National Records of Scotland

Preserving the past, Recording the present, Informing the future

2001 Census Ethnicity Reports - Report on Coding of Any Mixed Background

2001 Census Ethnicity Reports - Report on Coding of Any Mixed Background

4. Text Descriptors

Table 2 (on the Tick and Text Data section of the report) shows that there were 9,776 cases in which some text was captured on the form. To make this text amenable to analysis, it has undergone some grooming. Grooming entailed a certain amount of coding afresh, but the aim was to distil the text entry or entries for each person into one or more descriptors of ethnicity. The text was groomed as follows.

  • Spelling was corrected.

  • The terms used were standardised e.g. adjectives were preferred to country names; also Scottish preferred to Scots; English to Anglo; Filipino to all variations of Philippines, etc. (even Filipina when the person was female). Some similes have certainly been left as separate descriptors e.g.
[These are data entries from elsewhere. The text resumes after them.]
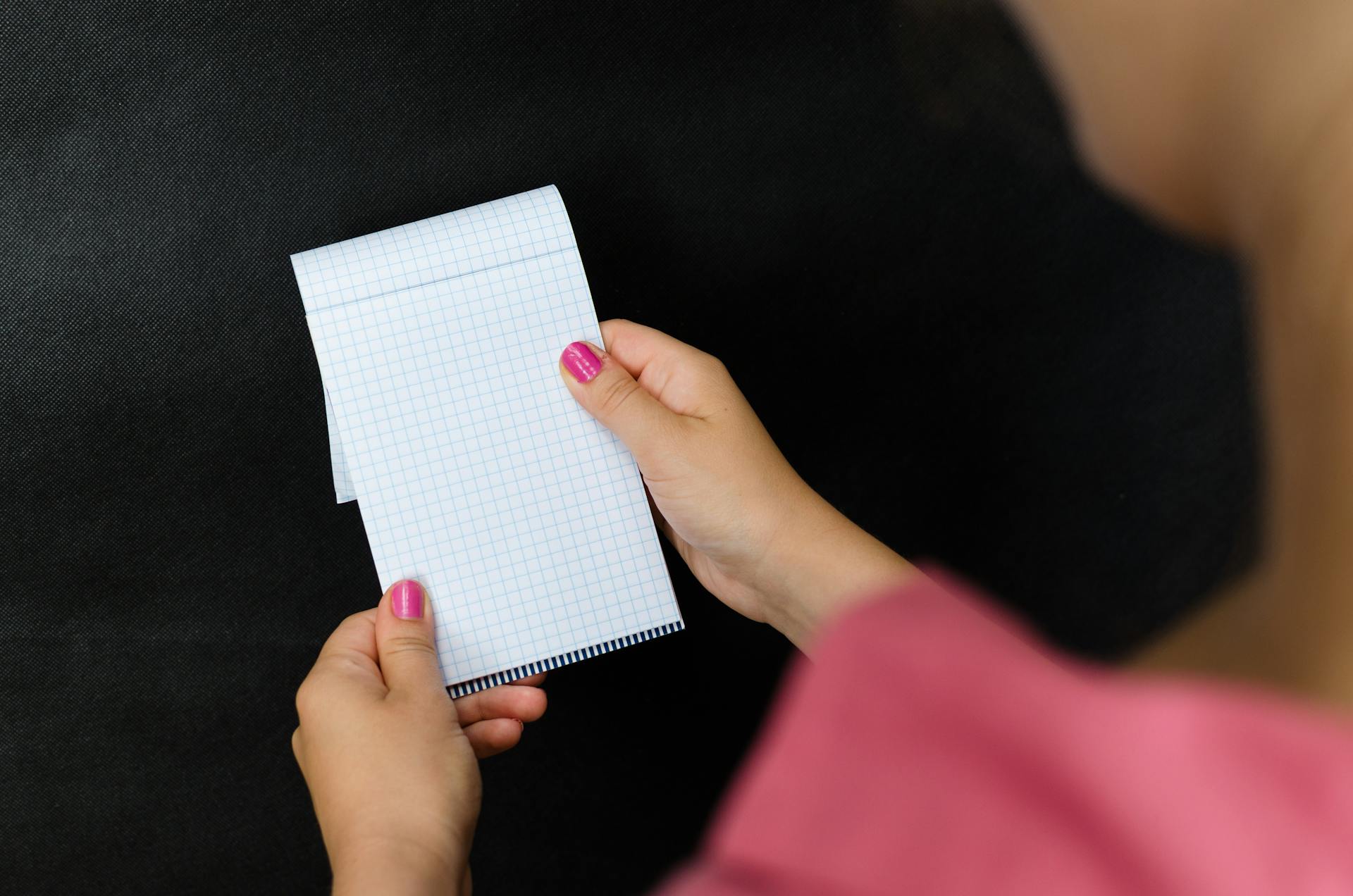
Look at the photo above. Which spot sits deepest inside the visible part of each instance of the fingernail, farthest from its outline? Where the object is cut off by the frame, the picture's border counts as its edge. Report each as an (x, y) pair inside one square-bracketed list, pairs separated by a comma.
[(406, 600), (581, 361)]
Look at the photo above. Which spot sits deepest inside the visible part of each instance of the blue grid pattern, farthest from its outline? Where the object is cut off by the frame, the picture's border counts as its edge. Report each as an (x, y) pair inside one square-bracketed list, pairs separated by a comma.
[(474, 468)]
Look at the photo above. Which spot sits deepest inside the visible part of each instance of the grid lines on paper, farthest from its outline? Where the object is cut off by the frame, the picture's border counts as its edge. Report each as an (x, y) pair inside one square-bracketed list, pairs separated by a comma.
[(475, 470)]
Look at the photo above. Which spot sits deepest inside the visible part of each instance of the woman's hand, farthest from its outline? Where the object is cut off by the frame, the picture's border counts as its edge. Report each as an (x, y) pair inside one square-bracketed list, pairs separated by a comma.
[(390, 759), (748, 527)]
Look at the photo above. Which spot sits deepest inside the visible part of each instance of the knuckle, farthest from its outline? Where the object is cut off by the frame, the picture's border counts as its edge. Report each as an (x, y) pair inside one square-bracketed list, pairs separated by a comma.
[(614, 394), (306, 699), (409, 645)]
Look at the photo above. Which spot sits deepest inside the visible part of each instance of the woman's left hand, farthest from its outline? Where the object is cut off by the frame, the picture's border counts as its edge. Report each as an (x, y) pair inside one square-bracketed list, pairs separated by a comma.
[(390, 759)]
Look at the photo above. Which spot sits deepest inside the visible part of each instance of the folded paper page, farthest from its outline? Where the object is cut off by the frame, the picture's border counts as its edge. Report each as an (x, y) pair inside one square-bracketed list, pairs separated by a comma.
[(474, 468)]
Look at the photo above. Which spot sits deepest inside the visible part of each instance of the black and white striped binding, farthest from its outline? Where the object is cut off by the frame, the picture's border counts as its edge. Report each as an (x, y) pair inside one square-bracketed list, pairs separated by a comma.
[(563, 659)]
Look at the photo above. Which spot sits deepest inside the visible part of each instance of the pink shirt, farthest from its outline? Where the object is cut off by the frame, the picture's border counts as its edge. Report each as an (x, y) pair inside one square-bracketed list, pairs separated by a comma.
[(934, 749)]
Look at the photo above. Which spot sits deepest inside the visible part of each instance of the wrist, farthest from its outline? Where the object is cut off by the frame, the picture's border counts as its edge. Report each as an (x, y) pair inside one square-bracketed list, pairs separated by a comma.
[(822, 565), (401, 868)]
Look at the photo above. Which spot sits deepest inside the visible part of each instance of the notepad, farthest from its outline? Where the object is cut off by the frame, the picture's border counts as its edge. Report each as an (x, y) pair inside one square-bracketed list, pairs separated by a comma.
[(474, 468)]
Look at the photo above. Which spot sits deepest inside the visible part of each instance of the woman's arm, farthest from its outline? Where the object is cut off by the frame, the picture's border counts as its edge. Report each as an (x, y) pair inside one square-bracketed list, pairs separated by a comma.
[(750, 528)]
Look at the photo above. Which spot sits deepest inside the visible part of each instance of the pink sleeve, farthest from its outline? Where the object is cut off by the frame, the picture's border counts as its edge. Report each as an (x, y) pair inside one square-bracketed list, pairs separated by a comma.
[(934, 749)]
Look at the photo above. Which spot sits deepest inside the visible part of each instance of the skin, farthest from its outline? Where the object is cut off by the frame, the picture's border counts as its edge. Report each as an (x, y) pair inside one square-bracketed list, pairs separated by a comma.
[(1228, 120)]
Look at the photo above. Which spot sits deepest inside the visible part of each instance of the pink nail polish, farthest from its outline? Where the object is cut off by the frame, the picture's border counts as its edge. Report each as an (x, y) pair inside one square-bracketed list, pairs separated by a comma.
[(406, 600), (581, 361)]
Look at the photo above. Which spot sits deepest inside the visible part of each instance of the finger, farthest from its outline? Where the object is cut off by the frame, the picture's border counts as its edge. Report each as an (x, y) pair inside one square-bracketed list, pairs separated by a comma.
[(347, 664), (681, 377), (494, 735), (614, 398), (355, 639), (405, 640), (504, 702)]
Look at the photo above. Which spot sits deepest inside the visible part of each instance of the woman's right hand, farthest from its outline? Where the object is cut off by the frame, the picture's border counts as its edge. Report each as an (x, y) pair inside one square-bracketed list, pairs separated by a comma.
[(748, 527)]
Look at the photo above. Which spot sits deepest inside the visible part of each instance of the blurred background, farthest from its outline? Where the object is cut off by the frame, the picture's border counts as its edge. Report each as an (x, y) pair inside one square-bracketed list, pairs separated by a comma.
[(1029, 383)]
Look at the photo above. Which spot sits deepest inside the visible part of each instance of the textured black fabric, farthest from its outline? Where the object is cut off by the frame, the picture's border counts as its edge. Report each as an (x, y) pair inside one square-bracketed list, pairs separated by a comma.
[(1020, 379)]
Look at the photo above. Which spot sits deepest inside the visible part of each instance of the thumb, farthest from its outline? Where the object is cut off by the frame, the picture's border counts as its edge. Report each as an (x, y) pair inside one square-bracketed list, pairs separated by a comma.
[(613, 397), (405, 642)]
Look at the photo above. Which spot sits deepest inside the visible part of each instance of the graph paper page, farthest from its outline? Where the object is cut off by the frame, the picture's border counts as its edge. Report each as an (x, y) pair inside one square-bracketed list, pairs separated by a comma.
[(474, 468)]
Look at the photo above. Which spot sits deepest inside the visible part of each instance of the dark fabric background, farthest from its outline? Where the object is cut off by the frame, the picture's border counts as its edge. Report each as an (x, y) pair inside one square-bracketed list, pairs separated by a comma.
[(869, 210)]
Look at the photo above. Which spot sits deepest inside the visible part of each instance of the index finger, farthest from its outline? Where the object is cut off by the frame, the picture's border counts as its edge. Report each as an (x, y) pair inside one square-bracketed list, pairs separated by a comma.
[(678, 375)]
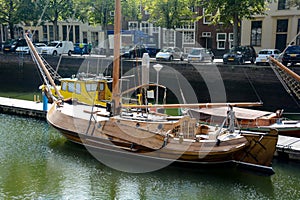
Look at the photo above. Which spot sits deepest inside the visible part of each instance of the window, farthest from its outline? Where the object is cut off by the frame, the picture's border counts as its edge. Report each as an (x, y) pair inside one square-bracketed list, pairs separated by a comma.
[(169, 36), (64, 86), (145, 27), (65, 32), (51, 34), (298, 38), (133, 25), (77, 33), (230, 40), (221, 40), (189, 25), (45, 33), (283, 5), (71, 38), (282, 26), (206, 17), (155, 29), (256, 32), (188, 37)]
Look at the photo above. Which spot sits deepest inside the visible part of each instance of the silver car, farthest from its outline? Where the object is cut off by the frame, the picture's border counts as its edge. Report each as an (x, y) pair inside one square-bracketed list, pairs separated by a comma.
[(200, 55), (263, 56), (169, 54)]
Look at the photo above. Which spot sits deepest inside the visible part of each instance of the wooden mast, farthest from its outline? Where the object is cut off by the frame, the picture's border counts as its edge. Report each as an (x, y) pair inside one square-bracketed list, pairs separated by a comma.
[(116, 62)]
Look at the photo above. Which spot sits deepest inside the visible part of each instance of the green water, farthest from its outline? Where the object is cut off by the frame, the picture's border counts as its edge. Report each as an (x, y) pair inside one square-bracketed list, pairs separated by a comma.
[(38, 163)]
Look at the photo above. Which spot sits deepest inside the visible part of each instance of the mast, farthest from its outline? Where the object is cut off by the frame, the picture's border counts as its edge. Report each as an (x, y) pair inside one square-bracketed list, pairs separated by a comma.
[(116, 62)]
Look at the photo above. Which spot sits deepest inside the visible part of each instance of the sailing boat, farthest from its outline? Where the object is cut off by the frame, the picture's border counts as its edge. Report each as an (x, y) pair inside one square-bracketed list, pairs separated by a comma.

Amerindian and native-American, Black-Caribbean and African-Caribbean, to leave the terms as close as possible to what the form-filler wrote.

  • Qualifying words such as ‘Half’ were transferred to a separate item in the analysis ‘type of descriptor’. Other such transformations were: ‘Mother English Father Nigerian’ became ‘English Nigerian’ with ‘Mother-Father’ in ‘type of descriptor’. Separating the information on ancestry from ethnic descriptors helps standardise the descriptors while keeping the information provided about a person’s particular ancestry.

  • Sometimes, although the person may be of mixed ethnicity, we are left with only one descriptor. For example ‘Half Jamaica’ will become a single descriptor of ‘Jamaican’, although ‘Half’ will appear in ‘type of descriptor’.

  • Combinations of terms were kept – and hyphenated - if one was seen as qualifying a descriptor rather than constituting a separate descriptor
    eg White-Scottish, Kurdish-Turkish, African-Caribbean.

  • The final stage of grooming was to remove duplicate descriptors that may have come from text written in several text boxes.